The oddly non-eponymous series (the Thin Man was actually the victim Clyde Wynant, not Nick Charles) began with this first of the six films, set during the holidays. Nick and Nora Charles are pulled into solving a mystery, but their real talent is throwing a Christmas Eve party in their hotel room---is there anything more glamorous than the rich staying in a hotel suite over the holidays, complete with a Christmas tree?
Nicky’s old crime buddies hear he is town and stop by. The suavest of hosts, Nick glides around the room with a tray or martinis offering his guests “Ammunition.”
Nick: Do you want a drink?
Nick: Oh, that’s a mistake
As the murder plot thickens, "Jingle Bells" is in the background, the gang sings a blurry “O Christmas Tree,” and Nora, in a chic dress with a candy-cane motif, calls down to the concierge to send up sandwiches for everyone.
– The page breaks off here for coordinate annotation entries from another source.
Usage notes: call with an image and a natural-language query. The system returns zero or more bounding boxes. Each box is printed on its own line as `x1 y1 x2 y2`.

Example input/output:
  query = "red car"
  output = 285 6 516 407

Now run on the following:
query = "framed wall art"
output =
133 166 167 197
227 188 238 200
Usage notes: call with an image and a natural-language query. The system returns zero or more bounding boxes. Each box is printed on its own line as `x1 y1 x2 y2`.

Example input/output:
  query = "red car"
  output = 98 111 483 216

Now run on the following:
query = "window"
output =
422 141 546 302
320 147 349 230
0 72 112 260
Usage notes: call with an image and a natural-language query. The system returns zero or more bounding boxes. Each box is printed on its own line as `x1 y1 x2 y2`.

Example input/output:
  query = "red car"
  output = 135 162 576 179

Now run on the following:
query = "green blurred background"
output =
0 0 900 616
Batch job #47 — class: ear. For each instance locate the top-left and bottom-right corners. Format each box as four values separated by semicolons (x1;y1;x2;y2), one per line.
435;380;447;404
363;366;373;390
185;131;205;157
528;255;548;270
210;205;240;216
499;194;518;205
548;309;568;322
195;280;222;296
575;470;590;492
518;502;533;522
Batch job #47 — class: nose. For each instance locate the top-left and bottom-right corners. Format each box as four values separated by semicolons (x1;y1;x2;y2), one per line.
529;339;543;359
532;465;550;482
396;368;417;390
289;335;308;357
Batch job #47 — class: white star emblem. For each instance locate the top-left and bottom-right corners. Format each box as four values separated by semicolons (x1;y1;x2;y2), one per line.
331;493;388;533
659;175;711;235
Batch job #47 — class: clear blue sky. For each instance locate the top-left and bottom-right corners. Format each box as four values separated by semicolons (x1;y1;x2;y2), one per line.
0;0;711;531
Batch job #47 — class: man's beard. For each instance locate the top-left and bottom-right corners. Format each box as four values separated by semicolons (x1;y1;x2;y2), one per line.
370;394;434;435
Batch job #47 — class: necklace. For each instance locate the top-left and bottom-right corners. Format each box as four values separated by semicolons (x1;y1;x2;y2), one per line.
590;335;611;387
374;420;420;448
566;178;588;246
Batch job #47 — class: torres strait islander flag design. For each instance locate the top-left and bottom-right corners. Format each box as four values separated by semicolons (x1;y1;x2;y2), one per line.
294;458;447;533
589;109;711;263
After the party a thug comes by with a gun and Nick is grazed by a bullet. Scene up, Christmas morning. The Charles’s have opened their gifts. Nora is sitting in her new mink coat, Nick is recuperating on the couch, playing with his air gun, firing at the balloons on the Christmas tree. Their banter sparkles amid the gift wrappings. It’s a lovely scene.
Surely Nick and Nora Charles should be seen as much a part of the cinematic fabric of Christmas as that Bailey clan.